Sein Vater war Feldscher, dann Werbeoffizier, zuletzt Hofbeamter in Stuttgart.
Die Mutter war eine Tochter des Löwenwirtes Kodweiß in Marbach. Ersten
Unterricht genoss er bei Pastor Moser in Lorch. In Ludwigsburg, wo er die
Lateinschule besuchte, lernte er das Hoftheater kennen. Sein Wunsch war Pfarrer
zu werden, aber er musste das lernen, was sein Landesvater, der Herzog Karl
Eugen, vorschrieb, der jeden Untertanen an die Stelle setzte, wo er dem Ansehen
und Nutzen des Staates dienen konnte. Auf seinen Befehl musste Schiller die
„Militärpflanzschule“ besuchen, in der er von 1773 bis 1780 Medizin studierte.
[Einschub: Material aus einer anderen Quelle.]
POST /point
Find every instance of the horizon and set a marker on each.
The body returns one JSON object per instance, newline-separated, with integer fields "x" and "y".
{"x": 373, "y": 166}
Der militärische Drill in dieser „Karlsschule“ lastete schwer auf Schiller;
Erholung fand er in einem Freundeskreis und in der Lektüre Klopstocks, Lessings
und der Stürmer und Dränger. Er entwarf Dramen, schrieb Festgedichte und war
erfüllt von aufrührerischer Opposition gegen eine Gesellschaft und einen Staat,
in dem alles Zwang war und der Mensch nichts galt. Diesen Hass auf die Tyrannei
schrieb er sich in den „Räubern“ von der Seele. 1780
hatte Schiller sein Studium mit der Abhandlung „Versuch über den Zusammenhang
der tierischen Natur des Menschen mit seiner geistigen“ beendet und lebte nun
als Regimentsarzt in Stuttgart. Zwei Reisen nach Mannheim zu Aufführungen der
„Räuber“ brachten ihm Hausarrest und das Verbot, „Komödien“ zu schreiben. Darum
floh er mit seinem Freund Andreas Streicher im September 1782 unter falschem
Namen aus Stuttgart nach Mannheim, wo er sein zweites fertig gestelltes Drama,
„Fiesco“, auf die Bühne zu bringen hoffte. Doch der Intendant des Mannheimer
Theaters, Dalberg, ließ ihn aus Angst vor dem Herzog im Stich. Jahrelanges
Ringen um die nackte Existenz, Not, Entbehrungen und erschütterte Gesundheit
waren die Folgen. Kurze Zeit hielt er sich im nahen Oggersheim auf, dann fand
er zeitweilig eine Zuflucht bei Frau von Wolzogen in Bauerbach. Erst 1783
stellte ihn Dalberg als Theaterdichter in Mannheim ein. Doch die erzwungene
Arbeit und die unerquicklichen Theaterverhältnisse verleideten ihm den
Aufenthalt, sein Vertrag wurde nach einem Jahr nicht mehr erneuert. Da boten
ihm unbekannte Verehrer in Leipzig ihre Hilfe an: Von 1785 bis 1787 war
Schiller Gast im Haus des Juristen Gottfried Körner, der sein treuer,
selbstloser Freund wurde. In diesen zwei glücklichen Jahren entstand sein „Lied
an die Freude“; hier schloß er den „Don Carlos“ (1787) ab.
2. Wendung zur Klassik:
Aus der Obhut seines
Freundes Körner begab sich Schiller 1787 nach Weimar, in den literarischen
Mittelpunkt, um sich mit Goethe, Wieland und Herder zu messen. Er konnte dabei
auf seine geschichtlichen Studien bauen; seine „Geschichte des Abfalls der
vereinigten Niederlande“ verschaffte ihm eine karg bezahlte Stelle als
Professor für Geschichte an der Universität Jena. Seine Lehrtätigkeit eröffnete
er mit der bedeutungsvollen Antrittsvorlesung: „Was heißt und zu welchem Ende
studiert man Universalgeschichte?“, in der er den „Brotgelehrten“ dem Forscher
nach der Wahrheit gegenüberstellte.
1790 vermählte sich
Schiller, da er sich finanziell gesichert glaubte, mit Charlotte von Lengefeld.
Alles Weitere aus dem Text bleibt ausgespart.